No Reason for Optimism
“We can notice that BTC quotes repeat the dynamics of American stocks, whose drop also began at the end of last fall. The thing is that they are influenced by similar factors: the reduction of Fed stimulus, which let the whole range of risky assets grow in 2020 and 2021, and increased geopolitical tensions, promoting the capital outflow to safe havens. Even the euro, like other currencies in developed countries, is unable to resist the dollar’s growing strength. It isn’t easy to find reasons to be optimistic in such an environment. Most likely, BTC will return to local lows near $31,000. In the absence of good reasons for growth, the fall can continue to $25,000-27,000,” Senior Analyst at Esperio, Anton Bykov, shares his discouraging forecast.
“The other cryptocurrencies will follow Bitcoin as the biggest digital asset. Of course, we may see a divergence in some cases, but it will be closed later. Recent examples include the WAVES rally, which ended in a V-shaped reversal, or LUNA’s uptrend, the price of which has been going down for the last two weeks. Certainly, there will be notable cases like STEPN. However, they are rather exceptions, and I doubt they will have enough strength to keep growing for a long time. In such circumstances, it’s better to take a wait-and-see attitude and gently buy coins of promising projects with working technology as their value decreases,” says Anton.
Gradual Decline and Uncertainty
Dmitry Noskov, the expert at the StormGain crypto exchange, also states a new round of BTC fall. He thinks that the situation is influenced by the US Federal Reserve’s rate hike and the regulator’s plans to raise the rate by 0.2pp at each meeting to control inflation. The expert points out crisis phenomena in the global financial system and predicts growth of investors’ attention to cryptocurrencies where money will “flow” from traditional assets.
“Until the end of April, Bitcoin is unlikely to change its positions greatly — most likely, it will continue to move in the $39,000-42,000 range,” summarizes Dmitry.
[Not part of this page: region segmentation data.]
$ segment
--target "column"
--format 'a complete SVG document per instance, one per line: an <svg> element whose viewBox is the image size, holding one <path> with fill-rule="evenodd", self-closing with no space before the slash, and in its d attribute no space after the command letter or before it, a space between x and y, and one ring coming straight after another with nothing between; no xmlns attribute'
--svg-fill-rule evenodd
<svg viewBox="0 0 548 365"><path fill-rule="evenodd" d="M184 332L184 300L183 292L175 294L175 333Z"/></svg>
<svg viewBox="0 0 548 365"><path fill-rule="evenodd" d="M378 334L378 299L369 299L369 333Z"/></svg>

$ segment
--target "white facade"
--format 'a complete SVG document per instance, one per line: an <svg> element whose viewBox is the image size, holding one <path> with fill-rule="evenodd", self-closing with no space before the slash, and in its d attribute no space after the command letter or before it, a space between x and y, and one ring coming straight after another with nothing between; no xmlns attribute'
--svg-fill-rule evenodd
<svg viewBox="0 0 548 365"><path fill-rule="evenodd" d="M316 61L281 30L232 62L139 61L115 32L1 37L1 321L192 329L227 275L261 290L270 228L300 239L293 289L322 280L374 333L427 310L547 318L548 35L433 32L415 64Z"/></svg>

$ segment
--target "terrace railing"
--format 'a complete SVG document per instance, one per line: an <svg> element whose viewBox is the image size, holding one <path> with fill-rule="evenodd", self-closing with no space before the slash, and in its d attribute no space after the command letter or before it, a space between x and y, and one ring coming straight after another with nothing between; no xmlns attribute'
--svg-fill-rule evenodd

“The storm and uncertainty in the crypto market are noted by Oleg Fakeev, Founder of the Telegram channel “Kit Investments.” According to him, investors fear the following factors:
- The US Federal Reserve’s rate hike.
- The military operation in Ukraine.
- Inflation statistics.
- Unrest in Canada.
- The tension between China and Taiwan.
“The crypto market, like the stock market, shows a gradual decline. The anxiety level has been rising, especially in the last week. Will there be an increase before the end of April? It’s unlikely, since the Fed meeting is scheduled for early May. BTC will probably range between $40,000 and $43,000. It’s a “price-fixing” of all the events we expect in the near future. After rates rise, growth is quite possible. The second variant, less probable, is a bounce from $40,000, an important psychological support zone, and the growth up to $50,000-52,000. However, there should be some unexpected positive events in the market for this purpose. So the first variant is more likely, in which we will flat out until the Fed meeting,” says Oleg.
“It’s difficult to make any predictions because the situation is very uncertain, as there are always two scenarios: either up or down,” Ivan Kibalchich, Yosu CEO, succinctly characterized the current market situation.